Outer surface protein A (OspA) of the Lyme disease spirochete is primarily produced in the tick vector. OspA, which is a receptor for attaching spirochetes to the tick gut, is down regulated as the spirochetes leave the tick and enter the mammalian host. Although OspA is not a major antigen produced in the mammal, the protein appears to be produced under some conditions and production has been linked to more severe disease. A Lyme disease vaccine based on recombinant OspA has been approved for human use. However, the vaccine is no longer available, in part because of fears that OspA causes arthritis in people. To further understand the consequences of OspA production in the host, we created a Borrelia burgdorferi mutant that was unable to down regulate OspA. C3H/HeN mice infected with this mutant developed a specific anti-OspA immune response, and the spirochetes were unable to persist in these mice. In contrast, immunodeficient SCID mice were persistently infected with the mutant. We conclude that spirochetes producing OspA and B from the flaB promoter in immunocompetent mice stimulate an immune response that clear the bacteria without any signs of disease development in the mice.     
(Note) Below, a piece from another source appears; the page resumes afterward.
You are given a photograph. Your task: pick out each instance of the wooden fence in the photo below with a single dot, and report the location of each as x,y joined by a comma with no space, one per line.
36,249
Infection of Ixodes scapularis (Acari: Ixodidae) with Borrelia burgdorferi using a new artificial feeding technique

To study interactions between Ixodes scapularis (Say) and Borrelia burgdorferi, an artificial feeding system was refined to allow controlled manipulation of single variables. The feeding system uses a mouse skin mounted on a water-jacketed glass membrane feeder. I. scapularis were infected using either BSK-H-cultured B. burgdorferi spirochetes or a B. burgdorferi-infected mouse skin as the source of spirochetes. Sixty-six percent of nymphs successfully fed to repletion using the artificial feeding systems with at least 75% of nymphs becoming infected with B. burgdorferi. Strain B31 B. burgdorferi spirochetes from passages 2-17 were equally infectious to nymphal ticks. At concentrations of one spirochete per microliter, 12% of nymphs acquired infection and 14 and 100 spirochetes per microliter resulted in 50 and 100% infection rates, respectively. Eighty-nine percent of nymphs fed by artificial feeding molted to the adult stage. When subsequently fed as adults, these I. scapularis successfully transmitted infectious B. burgdorferi spirochetes to mice.     

Partial destruction of Borrelia burgdorferi within ticks that engorged on OspE- or OspF-immunized mice.

We determined whether Borrelia burgdorferi outer surface proteins (Osps) E and F could elicit immune responses useful for a Lyme disease vaccine. Thirty days after challenge with B. burgdorferi, mice produced antibodies to OspE but not OspF, whereas antibodies to OspF were present in sera of mice obtained 90 days after infection. Examination of sera from patients with Lyme disease revealed antibodies to OspF in a small number (14%) of early-stage disease patients but in a majority (58%) of patients with late-stage disease, while antibodies to OspE were rarely detected in patients. Mice immunized with recombinant OspE or OspF produced high titers of antibodies to OspE or OspF, respectively. OspF-immunized mice were partially protected from both intradermal syringe challenge and tick-mediated transmission of B. burgdorferi while vaccination with OspE did not confer immunity. B. burgdorferi organisms were, however, substantially destroyed within ticks that engorged on either OspE- (75% reduction in the number of spirochetes within the ticks, compared with controls) or OspF (90% reduction in the number of spirochetes within the ticks)-immunized mice.